Moore To Supporters: Election Will Reflect God’s Will, ‘Whatever He Does’

Former Alabama Chief Justice and U.S. Senate candidate Roy Moore speaks at a campaign rally, Tuesday, Dec. 5, 2017, in Fairhope Ala. (AP Photo/Brynn Anderson)
In this Dec. 5, 2017, photo, former Alabama Chief Justice and U.S. Senate candidate Roy Moore speaks at a campaign rally in Fairhope Ala. Moore has ignored all the rules of modern-day politics. But on the ground in A... In this Dec. 5, 2017, photo, former Alabama Chief Justice and U.S. Senate candidate Roy Moore speaks at a campaign rally in Fairhope Ala. Moore has ignored all the rules of modern-day politics. But on the ground in Alabama, some believe the Republican Senate candidate is poised to win the state’s special election on Tuesday in a race that features extraordinary parallels with President Donald Trump’s White House run one year ago. (AP Photo/Brynn Anderson) MORE LESS

Alabama Republican Senate candidate Roy Moore said Sunday that the election to fill Attorney General Jeff Sessions’ Senate seat is “probably a referendum on the direction of our country.”
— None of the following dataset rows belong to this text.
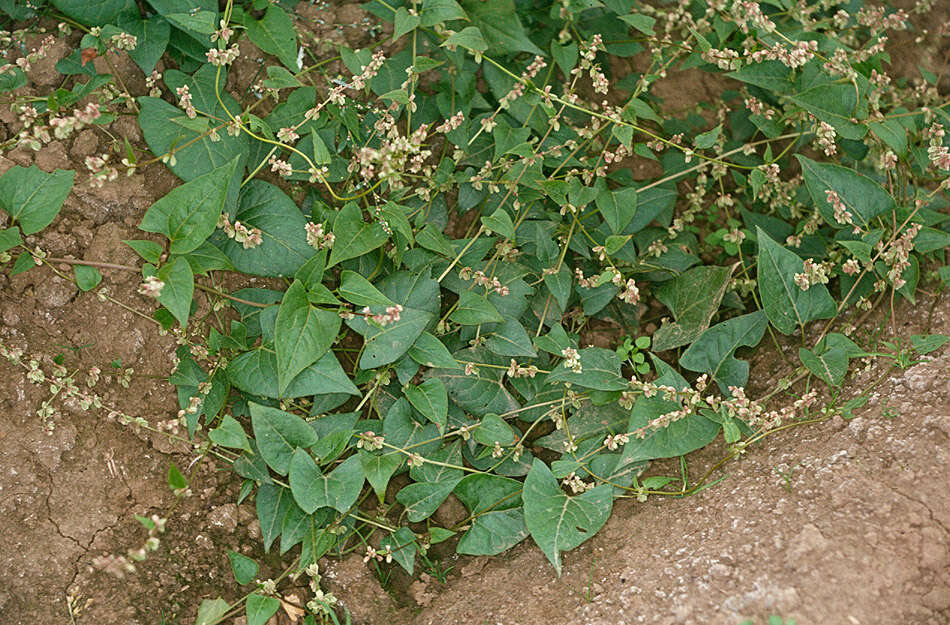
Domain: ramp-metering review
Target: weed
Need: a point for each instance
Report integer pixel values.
(448, 223)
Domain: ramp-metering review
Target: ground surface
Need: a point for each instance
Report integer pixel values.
(841, 522)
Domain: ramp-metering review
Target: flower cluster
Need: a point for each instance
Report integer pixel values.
(572, 359)
(518, 371)
(391, 315)
(370, 441)
(812, 273)
(222, 58)
(630, 293)
(825, 138)
(317, 238)
(280, 167)
(124, 41)
(480, 279)
(576, 484)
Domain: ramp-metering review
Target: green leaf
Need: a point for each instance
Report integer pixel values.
(864, 198)
(618, 207)
(600, 370)
(713, 351)
(836, 105)
(680, 437)
(179, 288)
(469, 38)
(707, 139)
(831, 365)
(211, 610)
(422, 499)
(499, 23)
(587, 422)
(438, 11)
(152, 39)
(474, 309)
(510, 339)
(693, 298)
(317, 539)
(313, 489)
(273, 503)
(87, 278)
(245, 569)
(493, 532)
(279, 434)
(786, 305)
(176, 481)
(493, 429)
(558, 522)
(893, 134)
(206, 257)
(166, 127)
(259, 608)
(33, 197)
(483, 391)
(303, 334)
(431, 400)
(404, 22)
(280, 78)
(284, 248)
(402, 545)
(95, 13)
(255, 372)
(643, 23)
(931, 240)
(354, 237)
(10, 238)
(274, 34)
(357, 290)
(429, 351)
(388, 344)
(378, 468)
(559, 285)
(229, 434)
(500, 222)
(189, 213)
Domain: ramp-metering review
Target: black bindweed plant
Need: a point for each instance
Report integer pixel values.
(448, 222)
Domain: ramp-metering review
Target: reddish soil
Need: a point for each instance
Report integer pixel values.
(842, 522)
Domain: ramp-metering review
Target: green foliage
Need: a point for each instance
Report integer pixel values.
(497, 260)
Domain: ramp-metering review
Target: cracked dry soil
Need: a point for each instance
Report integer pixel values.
(842, 522)
(845, 522)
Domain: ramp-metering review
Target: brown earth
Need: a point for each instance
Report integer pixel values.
(841, 522)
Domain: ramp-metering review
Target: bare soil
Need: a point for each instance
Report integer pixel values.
(842, 522)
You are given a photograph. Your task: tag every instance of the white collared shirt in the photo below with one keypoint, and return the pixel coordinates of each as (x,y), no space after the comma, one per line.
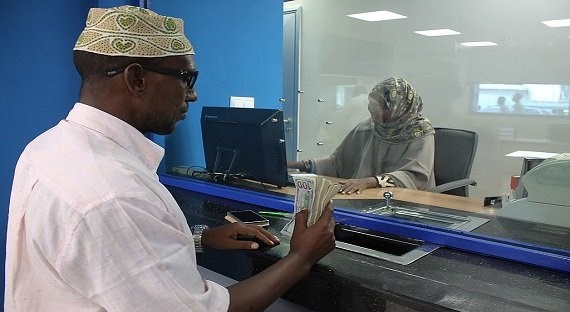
(92,229)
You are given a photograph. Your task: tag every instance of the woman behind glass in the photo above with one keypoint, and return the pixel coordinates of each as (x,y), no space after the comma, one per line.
(392,148)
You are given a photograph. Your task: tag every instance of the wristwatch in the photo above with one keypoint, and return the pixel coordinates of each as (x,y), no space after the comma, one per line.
(197,231)
(384,181)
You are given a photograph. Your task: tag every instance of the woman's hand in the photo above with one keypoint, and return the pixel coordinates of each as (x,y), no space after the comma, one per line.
(226,236)
(357,185)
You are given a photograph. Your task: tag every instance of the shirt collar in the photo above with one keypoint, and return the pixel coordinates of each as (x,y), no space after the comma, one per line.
(119,131)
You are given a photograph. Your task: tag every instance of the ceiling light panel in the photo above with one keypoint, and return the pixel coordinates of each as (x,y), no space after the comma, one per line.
(437,32)
(377,16)
(557,23)
(478,44)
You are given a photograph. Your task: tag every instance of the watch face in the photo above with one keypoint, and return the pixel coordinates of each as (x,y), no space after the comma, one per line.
(247,216)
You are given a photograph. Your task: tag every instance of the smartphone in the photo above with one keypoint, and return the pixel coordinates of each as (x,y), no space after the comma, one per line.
(246,216)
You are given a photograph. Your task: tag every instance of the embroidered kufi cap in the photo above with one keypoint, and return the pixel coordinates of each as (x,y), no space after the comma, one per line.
(134,32)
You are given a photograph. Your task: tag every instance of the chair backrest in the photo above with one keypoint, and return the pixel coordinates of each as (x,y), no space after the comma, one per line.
(454,155)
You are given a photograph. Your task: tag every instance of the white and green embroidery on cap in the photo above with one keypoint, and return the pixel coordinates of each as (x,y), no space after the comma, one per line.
(133,31)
In video of the event posted online by One America News Network — one of two media organizations invited to attend, alongside Breitbart News, whose executive chairman, Steve Bannon has campaigned extensively for Moore — the candidate also says Tuesday’s results will reflect God’s will.

“It’s God’s will, what happens, and we’re expecting God to do whatever he does, is the right thing to do,” Moore said.

“It’s probably a referendum on the direction of our country in the future, with regard to President Trump’s agenda, with what he wants to do, and I think he feels that,” Moore added later. “I know that Breitbart and Mr. Bannon feels that, and I don’t understand that, but I’ve been told that by people actually running, or intending to run, up in Oklahoma, Missouri, that area.”

It’s possible Moore was referring to right-wing candidates and potential candidates in those states who plan on challenging incumbent Republican senators; Bannon has made a project of defeating every incumbent Republican in the Senate, except for Sen. Ted Cruz (R-TX). Moore defeated establishment Republicans’ choice of Sen. Luther Strange (R-AL) in the Republican primary, upsetting even President Donald Trump’s endorsement of Strange.

Moore also made a perplexing reference to threats he said his supporters had seen on social media, that they would be prosecuted for voting for him. A spokesperson for Moore did not respond to TPM’s request to clarify the remark.

“This is probably the ugliest, dirtiest campaign I have ever seen,” Moore said. “When they get on social media, and tell you you’re going to be prosecuted if you vote for me — that’s how bad it is. The secretary of state has had to become involved. We have been putting out fires thanks to my campaign team.”

It may have been in reference to one ad, by the anti-Moore super PAC Highway 31, which said “your vote is public record, and your community will know whether or not you stopped Roy Moore.” While an individual’s vote is secret, whether or not they voted in the first place is not. Informing potential voters that their neighbors, for example, could find out whether or not they voted has become a frequently used tactic to encourage voter turnout.

Moore concluded his speech by mentioning Trump, who has endorsed him by name and advocated for his election, most recently in a robocall.

“I share President Trump’s feelings about the fake news that’s going out,” Moore said. “And you just wouldn’t believe how many people from out of state I’ve seen, and they come up– They’re watching this election. It’s just bigger than what we can understand. And why it is, I can’t say.”

Breitbart’s Matthew Boyle noted in his report from the Christmas party that other news outlets had not been invited — just as they have been shut out of the Republican’s campaign for weeks — due to “the fact that the vast majority of the rest of the media is fake news.”

The candidate appeared to be wearing an Army jacket and holding a U.S. Military Academy hat. A source close to Moore’s campaign told TPM’s Cameron Joseph on Sunday that Moore had flown to Philadelphia to watch his son play in the Army-Navy football game Saturday. Moore’s campaign has refused to say whether or not he made the trip.

Moore has been accused of initiating sexual contact with a 14-year-old and sexually assaulting a 16-year-old while he was an assistant district attorney, among a number of other allegations of misconduct and assault. He’s also known for his extreme comments and views, including that families were more cohesive when slavery existed.